Ideally, we should be able to be alerted when the service is not in its right state, e.g:

  • stopped but should be running
  • running but should be stopped
  • disabled but should be enabled
  • ...

[1] https://forge.softwareheritage.org/source/puppet-swh-site/browse/production/site-modules/profile/manifests/swh/deploy/worker/

Note:

  • The need is independent from the queue consumption detection (e.g. service running but associated queue consumption cancelled).
  • Those services are systemd ones

Event Timeline

ardumont triaged this task as Normal priority.Sep 19 2018, 3:11 PM
ardumont created this task.

here's a random list of contributed icinga checks to monitor the state of a systemd service:

not tested and i'm not entirely sure to have looked in all the right places…

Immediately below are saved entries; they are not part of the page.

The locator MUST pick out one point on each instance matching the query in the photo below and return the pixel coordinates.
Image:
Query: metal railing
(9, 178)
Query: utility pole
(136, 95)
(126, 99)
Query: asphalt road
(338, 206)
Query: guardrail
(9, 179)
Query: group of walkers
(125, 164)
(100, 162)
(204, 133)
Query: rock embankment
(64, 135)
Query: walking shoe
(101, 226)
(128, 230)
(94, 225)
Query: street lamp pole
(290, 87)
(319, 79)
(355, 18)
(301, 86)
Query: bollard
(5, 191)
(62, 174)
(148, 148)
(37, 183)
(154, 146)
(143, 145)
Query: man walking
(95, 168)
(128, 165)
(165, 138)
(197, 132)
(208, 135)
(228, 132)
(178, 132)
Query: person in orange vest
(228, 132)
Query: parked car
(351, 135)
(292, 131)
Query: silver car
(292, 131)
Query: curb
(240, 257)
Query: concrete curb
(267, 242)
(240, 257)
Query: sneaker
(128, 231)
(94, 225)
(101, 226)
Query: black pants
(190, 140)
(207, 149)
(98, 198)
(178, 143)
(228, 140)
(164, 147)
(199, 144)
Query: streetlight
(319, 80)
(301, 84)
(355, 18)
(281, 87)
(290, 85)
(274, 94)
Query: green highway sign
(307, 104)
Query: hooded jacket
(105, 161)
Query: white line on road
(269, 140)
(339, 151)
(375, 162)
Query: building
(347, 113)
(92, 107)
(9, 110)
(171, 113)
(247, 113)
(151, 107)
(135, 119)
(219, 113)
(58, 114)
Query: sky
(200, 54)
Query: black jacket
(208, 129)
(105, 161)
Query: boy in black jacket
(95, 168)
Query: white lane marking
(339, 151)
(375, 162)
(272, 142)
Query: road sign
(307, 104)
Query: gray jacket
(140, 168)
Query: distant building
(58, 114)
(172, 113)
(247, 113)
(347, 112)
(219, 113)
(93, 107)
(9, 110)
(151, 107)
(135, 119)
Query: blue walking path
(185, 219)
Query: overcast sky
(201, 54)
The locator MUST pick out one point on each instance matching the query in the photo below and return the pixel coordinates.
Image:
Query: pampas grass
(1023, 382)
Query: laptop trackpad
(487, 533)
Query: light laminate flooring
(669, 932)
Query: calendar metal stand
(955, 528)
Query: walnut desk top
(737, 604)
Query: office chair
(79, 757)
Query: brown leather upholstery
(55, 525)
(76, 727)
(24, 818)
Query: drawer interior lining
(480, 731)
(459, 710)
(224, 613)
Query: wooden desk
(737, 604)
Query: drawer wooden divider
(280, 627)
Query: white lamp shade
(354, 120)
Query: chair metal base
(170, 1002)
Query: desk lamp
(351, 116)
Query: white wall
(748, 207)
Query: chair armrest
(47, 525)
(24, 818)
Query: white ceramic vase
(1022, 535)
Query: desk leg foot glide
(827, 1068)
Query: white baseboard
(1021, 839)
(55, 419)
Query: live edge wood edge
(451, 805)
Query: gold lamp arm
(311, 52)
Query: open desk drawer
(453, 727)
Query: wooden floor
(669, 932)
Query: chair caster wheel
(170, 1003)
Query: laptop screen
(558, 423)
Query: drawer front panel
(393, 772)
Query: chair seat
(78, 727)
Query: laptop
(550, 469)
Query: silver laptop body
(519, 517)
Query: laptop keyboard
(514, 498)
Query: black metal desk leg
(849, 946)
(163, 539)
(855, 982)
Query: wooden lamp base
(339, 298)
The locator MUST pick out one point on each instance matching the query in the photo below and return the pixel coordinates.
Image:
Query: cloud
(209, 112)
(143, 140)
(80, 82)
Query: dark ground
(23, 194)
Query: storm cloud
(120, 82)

Rather than having one check per service I think we can have a single check that makes sure all services are started.

There's a trivial plugin that does this:

https://salsa.debian.org/dsa-team/mirror/dsa-nagios/blob/master/dsa-nagios-checks/checks/dsa-check-systemd-services

Ah, I knew I forgot something: "disabled but should be enabled" would be covered by a puppet status check, that is "if run, would puppet apply changes to this host?"